Abstract
Soft continuum bodies have demonstrated their effectiveness in generating flexible and adaptive functionalities by capitalizing on the rich deformability of soft material. Compared with a rigid-body robot, it is in general difficult to model and emulate the morphology dynamics of a soft continuum body. In addition, a soft continuum body potentially has an infinite degree of freedom, requiring considerable labor to manually annotate its dynamics from external sensory data such as video. In this study, we propose a novel noninvasive framework for automatically extracting the skeletal dynamics from video of a soft continuum body and show the applications and effectiveness of our framework. First, we demonstrate that our framework can extract skeletal dynamics from animal videos, which can be effectively utilized for the analysis of soft continuum body including animal motion. Next, we focus on a soft continuum arm, a commonly used platform in soft robotics, and evaluate the potential information-processing capability. Normally, to control such a high-dimensional system, it is necessary to introduce many sensors to completely capture the motion dynamics, causing the deterioration of the material's softness. We illustrate that the evaluation of the memory capacity and sensory reconstruction error enables us to verify the minimum number of sensors sufficient for fully grasping the state dynamics, which is highly useful in designing a sensor arrangement for a soft robot. Also, we release the software developed in this study as open source for biology and soft robotics communities, which contributes to automating the annotation process required for the motion analysis of soft continuum bodies.
Introduction
Living organisms incorporate elastic body tissues to realize smooth and adaptive behavior in uncertain environments. Motivated by the ubiquity of soft structures in creatures, soft robots have been developed that incorporate the deformability of soft material.1,2 In addition, the diverse spatiotemporal pattern of soft continuum bodies has recently been highlighted as a novel tool for implementing adaptive behavioral controllers,3–6 sensors,7–12 and information-processing devices.13–15 To sum, the dynamic property of soft material will be exploited to realize the versatile functionality in developing next-generation robots.
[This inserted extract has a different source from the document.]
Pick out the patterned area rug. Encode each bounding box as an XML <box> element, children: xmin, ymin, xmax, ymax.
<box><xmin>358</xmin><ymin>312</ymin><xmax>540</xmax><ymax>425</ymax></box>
It is, however, challenging to quantitatively capture skeletal dynamics of a soft continuum body in biology and soft robotics. Unlike a conventional rigid-body robot, soft continuum bodies are often continuous, and modeling their dynamics potentially requires an infinite state space. Owing to the intrinsic nonlinearity and hysteresis of soft materials, soft continuum bodies generate a rich variety of dynamic deformation patterns when actuated, making it difficult to construct a precise model describing the deformation dynamics.16,17 Moreover, the morphology displacement may be able to be measured by embedded sensors. However, the implanted sensors often impair a material's softness, limiting the number to be used. Therefore, to completely grasp the deformation dynamics of a soft continuum body, it is desirable to extract the skeletal dynamics by noninvasive external sensors such as video cameras or laser rangefinders.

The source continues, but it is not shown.